E novos métodos de trabalho demoram o seu tempo a ser assimilados, além de que Madrid se disputa em altitude e as condições de jogo não são muito favoráveis para a tenista italiana.
E a resposta não podia ter sido mais afirmativa e um dissipar de dúvidas perante todos aqueles que já começavam a apontar um decréscimo de forma da tenista italiana.
Com esta vitória no WTA 1000 de Roma, um torneio que Paolini assistia quando era uma criança e que agora conseguiu ganhar, parte como uma das grandes favoritas à conquista do torneio em Roland Garros, onde as condições de jogo são perfeitas para o seu tipo de jogo.
Vai jogar a primeira ronda contra a tenista chinesa Yue Yuan, onde Paolini parte claramente como a favorita para esse jogo. As primeiras rondas são sempre traiçoeiras, mas acredito que a experiência e a qualidade da tenista transalpina irão sobressair.

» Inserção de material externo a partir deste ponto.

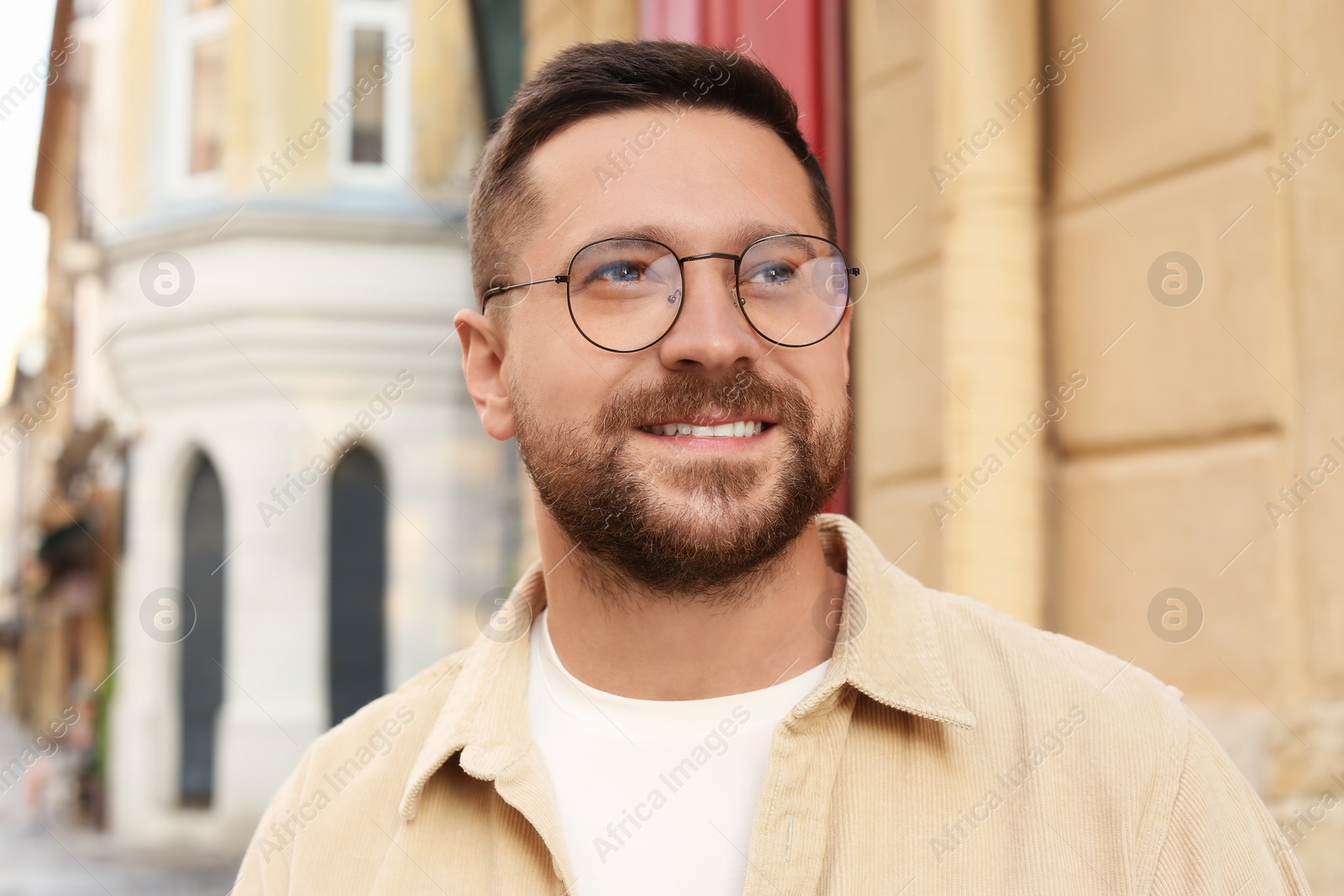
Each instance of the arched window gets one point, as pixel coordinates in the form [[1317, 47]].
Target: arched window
[[356, 579], [203, 651]]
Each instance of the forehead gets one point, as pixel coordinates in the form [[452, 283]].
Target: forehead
[[701, 176]]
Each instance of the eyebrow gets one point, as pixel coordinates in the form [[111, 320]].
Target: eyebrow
[[741, 237]]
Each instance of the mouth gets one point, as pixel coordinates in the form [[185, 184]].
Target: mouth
[[743, 429]]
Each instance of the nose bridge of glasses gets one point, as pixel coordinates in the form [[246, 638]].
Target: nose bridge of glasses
[[703, 255]]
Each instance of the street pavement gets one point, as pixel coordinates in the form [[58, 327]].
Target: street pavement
[[47, 856]]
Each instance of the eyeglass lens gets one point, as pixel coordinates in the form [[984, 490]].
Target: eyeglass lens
[[625, 293]]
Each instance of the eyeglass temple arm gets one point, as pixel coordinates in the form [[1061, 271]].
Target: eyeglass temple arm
[[495, 291]]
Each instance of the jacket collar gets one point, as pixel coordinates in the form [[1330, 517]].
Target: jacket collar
[[887, 649]]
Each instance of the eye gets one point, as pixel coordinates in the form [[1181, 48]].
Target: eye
[[617, 273], [776, 271]]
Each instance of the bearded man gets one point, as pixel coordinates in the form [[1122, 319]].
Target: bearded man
[[706, 685]]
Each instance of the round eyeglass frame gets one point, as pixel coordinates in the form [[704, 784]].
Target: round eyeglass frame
[[851, 271]]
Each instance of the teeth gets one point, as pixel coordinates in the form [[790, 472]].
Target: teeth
[[738, 429]]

Não tem o melhor dos quadros em Roland Garros, pois ficou na mesma secção de Iga Siwatek, de Jelena Ostapenko, de Elena Rybakina, entre outras.
Não é de todo um quadro muito favorável para Paolini, mas acredito que as suas adversárias também não quererão defrontar uma super motivada tenista italiana, que apesar de defender os pontos da final, irá jogar como sempre o faz: com uma movimentação muita solta, um excelente jogo de pés e o mais importante de tudo, o seu sorriso, que delicia todos os adeptos do ténis.
Por toda a sua consistência e por ser uma lufada de ar fresco no ténis feminino por causa da sua personalidade encantadora, eu estarei a torcer para que a tenista italiana saia de Paris com o troféu nas mãos, e conquiste dessa forma o primeiro Grand Slam da sua carreira.
De momento, já conseguiu algo com que sonhava desde menina: ser a imperatriz de Roma.